The author of "Health care deficiencies real" (letter, Oct. 28) makes a serious error when he criticizes the author of a previous letter ("It’s an individual ‘responsibility,’" Oct. 26) as enjoying the luxury of "free" health care, and therefore implies has no right to question the need for health coverage for all citizens.
Correction: No one in the military is receiving "free" health care. They are working for it and earning it as part of their employer’s total compensation package. Most civilian companies of any size do the same — offer a salary and an array of "benefits" to include some sort of health care coverage or offering. Some are better than what the military offers. Some are not. If anyone separates from the military in a nonretirement status, they lose their so-called "free" health care.

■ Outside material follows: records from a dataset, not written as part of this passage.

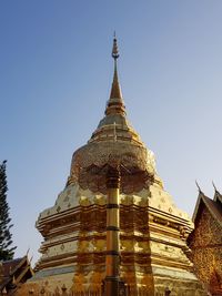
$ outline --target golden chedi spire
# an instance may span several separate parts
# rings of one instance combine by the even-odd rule
[[[118,64],[117,60],[120,57],[119,50],[118,50],[118,41],[114,34],[113,39],[113,47],[112,47],[112,58],[114,59],[114,74],[113,74],[113,81],[112,81],[112,88],[110,92],[110,100],[108,101],[107,110],[105,110],[105,115],[109,114],[125,114],[125,108],[123,104],[123,99],[122,99],[122,92],[118,79]]]

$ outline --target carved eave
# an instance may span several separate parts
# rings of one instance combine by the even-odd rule
[[[219,201],[218,198],[219,198],[219,196],[216,196],[216,201]],[[221,198],[221,196],[220,196],[220,198]],[[205,206],[208,208],[208,211],[211,213],[212,217],[222,227],[222,207],[221,207],[221,204],[219,204],[219,202],[216,202],[216,201],[212,201],[211,198],[205,196],[202,192],[200,192],[196,204],[195,204],[193,217],[192,217],[193,223],[194,224],[198,223],[199,216],[200,216],[203,207]]]

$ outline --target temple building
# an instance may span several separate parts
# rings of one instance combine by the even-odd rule
[[[222,195],[211,200],[200,190],[188,242],[195,274],[210,295],[222,295]]]
[[[18,295],[206,295],[188,256],[193,223],[165,192],[154,154],[127,119],[115,38],[112,58],[104,116],[73,153],[56,204],[39,215],[41,258]]]
[[[28,255],[0,262],[0,295],[16,295],[33,274]]]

The previous author was right — health care is an individual responsibility, just as one’s retirement is; the type and quality of one’s housing; the type of car (if any) one chooses to own, lease or drive; the food one eats; vacations one takes — all are an individual responsibility to provide for themselves based on their own desires and what they choose to work/pay for. Some basic, bottom-floor government programs to temporarily assist the truly needy are not inappropriate and currently exist. True, our health care system could use a little tweaking and improvement, but certainly not to the massive intrusiveness that most of the proposed bills have been advocating. Much of that seems to be a prescription for disaster, as most big government intrusiveness into the private sector is.
Let’s hear more from small government/fiscal conservative advocates. Our government is ballooning out of control and can’t even pay for itself now, creating unsustainable debt and heading fast toward bankruptcy. Do we really need more of that?